傷の呪いがあれば禍獣にも刃が届く。戦うことができる。例え祈祷術が使えなかったとしても。

「……諦めない。……諦めないぞ」

 小さな部屋に声が浸透する。

 カウルは自分に言い聞かせるように何度もそう呟いた。

 


 カウルの宿泊している宿ではお金を払うことで、簡素な朝食を提供してくれる。味は得に旨いわけでは無かったが、安い値段で食事をとれることは大変ありがたかった。赤剥の遺骨で手に入れた資金にも限りがある。無駄金は使わないに越したことは無い。

 朝食を済ませたカウルは自分で修繕した荷袋を背負い、受付へと向かった。

「あらお出かけ? 早いね」

 出口の前には恰幅のいい婦人が座っていた。この宿の女将さんだ。彼女はカウルを見ると、気さくに話しかけてきた。

「はい。ちょっと退魔師の集まる場所に用があって」

「退魔師? 討伐依頼か何か?」

「いや、……知りたいことがあるんです。どこに行けばいいか、知っていますか? 」

 ここは灰夜の国グレムリアの王都、グレイラグーン。世界中の退魔師が集まる傭兵の街。彼らの中には聖騎士に劣らない実力を持つ者だっているかもしれない。それに――。

 ロファーエル村を出てから、もうかなりの日数が経過している。あれから村がどうなっているのか、刻呪や偽祈祷師が発見されたのか、カウルは気が気じゃなかった。いくら実力をつけようが、そもそも彼らの所在が分からないのでは意味がない。実力をつけたときにすぐに探せるように、常に情報は得ておく必要があった。

 女将さんをあくびを押し殺す素振りを見せた。

「そっか。あんた大きな街は初めてだって言ってたものね。退魔師に会いたいのなら、焔市場(ほむらいちば)に行くといいよ」

「焔市場? 何ですかそれ?」

 カウルは有名な酒場や集会所の名前を聞いたつもりだったのだが、まったく覚えの無い単語が返ってきた。思わず聞き返す。

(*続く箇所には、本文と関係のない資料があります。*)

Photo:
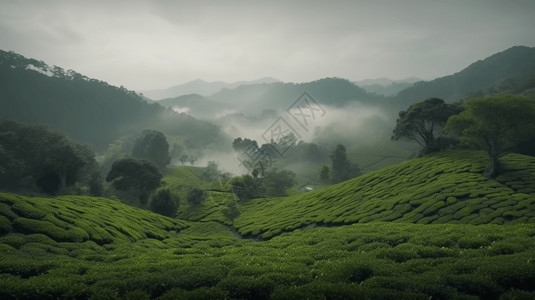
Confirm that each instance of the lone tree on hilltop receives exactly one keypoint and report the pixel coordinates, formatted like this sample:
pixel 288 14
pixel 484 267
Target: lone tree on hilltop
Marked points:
pixel 152 145
pixel 342 168
pixel 495 124
pixel 424 122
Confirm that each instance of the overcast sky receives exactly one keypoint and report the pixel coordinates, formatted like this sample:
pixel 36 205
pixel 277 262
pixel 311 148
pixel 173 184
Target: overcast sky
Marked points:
pixel 147 45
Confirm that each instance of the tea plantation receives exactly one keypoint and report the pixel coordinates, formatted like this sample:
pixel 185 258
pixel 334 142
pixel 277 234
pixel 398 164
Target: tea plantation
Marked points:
pixel 429 228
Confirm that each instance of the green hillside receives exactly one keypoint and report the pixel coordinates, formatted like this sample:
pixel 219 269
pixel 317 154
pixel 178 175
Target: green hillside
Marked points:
pixel 83 247
pixel 446 187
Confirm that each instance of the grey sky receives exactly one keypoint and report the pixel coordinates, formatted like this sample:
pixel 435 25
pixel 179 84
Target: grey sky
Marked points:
pixel 157 44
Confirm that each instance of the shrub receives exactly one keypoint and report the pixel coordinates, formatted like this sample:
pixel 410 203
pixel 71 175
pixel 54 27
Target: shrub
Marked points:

「禍獣討伐依頼や呪いの調査なんかを売買しているところだよ。住民は依頼を販売屋に提供し、退魔師たちはその中から好きな仕事に挑む。大きな街だと土地も人の数も多いからね。そういった場所があることで、依頼と仕事の斡旋をしやすくさせているんだ」

「へえ……退魔師専門の市場ってことですか」

「そんなところだね。まあ中には人や依頼が集まるのを利用して、退魔以外の依頼を出す人もいるけどね。農作業の手伝いだとか、ねずみの駆除だとか。あんたでもできる仕事があるかもしれないよ。お金に困っているのなら、探してみるのもいいかもね」

  確かにこれだけ大きな街だと自分の依頼を受けれる退魔師を探すのも、助けを求める依頼人を探すのも一苦労だろう。女将さんの説明にカウルは納得した。

 自分の部屋の鍵を女将さんに預けながら、

「でも何で焔市場って名前なんですか? 松明がいっぱいあるとか?」

「ああ。大昔に三神教を成立させた教主の言葉を引用しているんだ。えと、確か『人の命は炎のようなものだ。周囲の万物を取り込み命という形を作り続けているが、それは炎という動きの継承であり、命そのものは万物のうねりの一部でしかない。ゆえに命を尊ぶことは、世界を愛することに等しい』だったかな」

 それは初めて耳にする言葉だった。ロファーエル村の祈祷師からは聞いたことがない。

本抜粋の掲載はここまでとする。